Three-trimester AP Art to be offered in 2024-2025 school year

Kayla Phillips


AP Art is a course that allows creative students to delve deeper into their art interests. It provides the opportunity to participate in a “sustained investigation” where the students maintain a personal theme in their artwork throughout the entire program. For a while, this had been a class not yet available at the school. However, this is scheduled to change for the 2024 school year.

Art teachers Jason Meyer, Jesse VanderBand, and Kris Payton are thrilled to announce that the art department has been working hard at getting this class into the schools offered courses. With the size of the student population and the continued growth in interest in art programs, questions have been raised. The current advanced art classes consist of Art 3 and Ceramics, both having prerequisites to sign up for the class. 
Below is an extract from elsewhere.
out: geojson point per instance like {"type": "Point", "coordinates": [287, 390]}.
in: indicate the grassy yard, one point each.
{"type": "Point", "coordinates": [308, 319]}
VanderBand will be the instructor of the three-trimester AP class and has a background in dealing with the AP curriculum. VanderBand taught AP Art at a high school in Wisconsin for 10 years and is eager to pick up this course once again. Meyer and Payton will continue teaching the prerequisites. The classes required before a student can take the course are Art 2 Drawing and Art 2 Painting, OR Ceramics–it depends on what mediums the student is planning to explore. 

The course branches off into three different portfolios that students can choose from at the beginning of the year: A drawing portfolio (drawing, painting, and mark making), a 2-D portfolio (photography, digital work, graphic design), and a 3-D portfolio (ceramics and sculptures). “It’s kind of like choosing your own adventure, the class is very open as far as what everyone is doing and very independently driven,” said VanderBand. 

The proposal of AP Art is in stage two of the three-step process. In October, the class was approved by the school administration. The second step is having the course approved by the school board, and then they will need enough people to sign up for the class during registration to be able to officially run it in the 2024 school year. VanderBand said, “We will need 15 to 20 students to sign up in order for the course to take action.” 

The biggest challenge the art department has faced with getting this course developed has been getting the word out, and students being intimidated by the class being college-level. VanderBand assured that the purpose of AP Art is to focus on growth, portfolio development, and improving skills, it’s not meant to discourage artists.